Coconut Chocolate Candy Bars
Total Time: 3 hrs
Preparation Time: 2 hrs
Cook Time: 1 hr
Ingredients
- 1 1/2 cups unsweetened dried shredded coconut
- 1 (14 ounce) can unsweetened coconut milk, stirred
- 1/2 cup sugar
- 2 tablespoons light corn syrup
- 6 tablespoons unsalted butter
- 11 ounces bittersweet chocolate, chopped and melted
Recipe
- 1 preheat the oven to 350°.
- 2 spread the shredded coconut on a baking sheet and toast until lightly golden, about 4 minutes.
- 3 let cool completely.
- 4 in a medium saucepan, combine the coconut milk with the sugar, corn syrup and 4 tablespoons of the butter.
- 5 cook over moderately low heat, stirring frequently, until thick as jam, about 40 minutes.
- 6 remove from the heat and whisk in the remaining 2 tablespoons of butter and the toasted coconut.

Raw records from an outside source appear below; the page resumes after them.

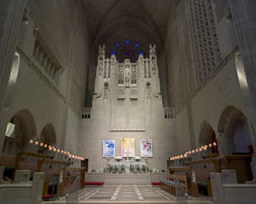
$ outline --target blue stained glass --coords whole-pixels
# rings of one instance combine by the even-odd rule
[[[147,56],[147,50],[141,42],[132,38],[115,40],[109,49],[109,57],[117,56],[118,63],[124,63],[124,59],[129,59],[132,63],[136,63],[140,54]]]

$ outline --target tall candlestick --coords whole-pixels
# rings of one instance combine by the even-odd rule
[[[38,146],[39,146],[39,142],[35,141],[35,152],[37,151]]]

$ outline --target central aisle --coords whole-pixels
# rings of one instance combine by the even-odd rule
[[[105,184],[151,184],[151,177],[147,174],[105,174]]]

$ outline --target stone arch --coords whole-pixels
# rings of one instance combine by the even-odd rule
[[[199,132],[199,147],[212,144],[214,130],[212,126],[206,121],[203,121],[200,126]]]
[[[6,137],[3,148],[5,155],[16,155],[20,151],[28,150],[29,140],[37,137],[35,122],[28,109],[21,109],[10,118],[14,125],[12,136]],[[20,131],[17,131],[17,129]]]
[[[244,115],[236,107],[228,106],[223,111],[217,126],[219,151],[221,154],[232,154],[236,152],[233,140],[233,130],[236,121]]]
[[[52,123],[47,123],[43,128],[40,133],[40,142],[47,144],[47,146],[53,146],[57,143],[56,132]]]

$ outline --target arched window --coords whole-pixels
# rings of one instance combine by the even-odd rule
[[[140,54],[147,56],[145,46],[139,40],[132,38],[119,38],[109,49],[109,58],[115,55],[118,63],[124,63],[124,59],[136,63]]]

- 7 transfer to a bowl and let cool.
- 8 cover a baking sheet with wax paper.
- 9 using an offset spatula, spread half of the melted chocolate on the wax paper in a 10-by-7-inch rectangle.
- 10 refrigerate until firm, about 10 minutes.
- 11 spread the coconut mixture over the chocolate and refrigerate until set, about 10 minutes.
- 12 spread the remaining melted chocolate over the coconut and refrigerate until firm, about 20 minutes.
- 13 trim the edges of the rectangle, then cut into 40 squares.
- 14 cover and refrigerate until serving.
- 15 make ahead the candy bars can be refrigerated for up to 1 week.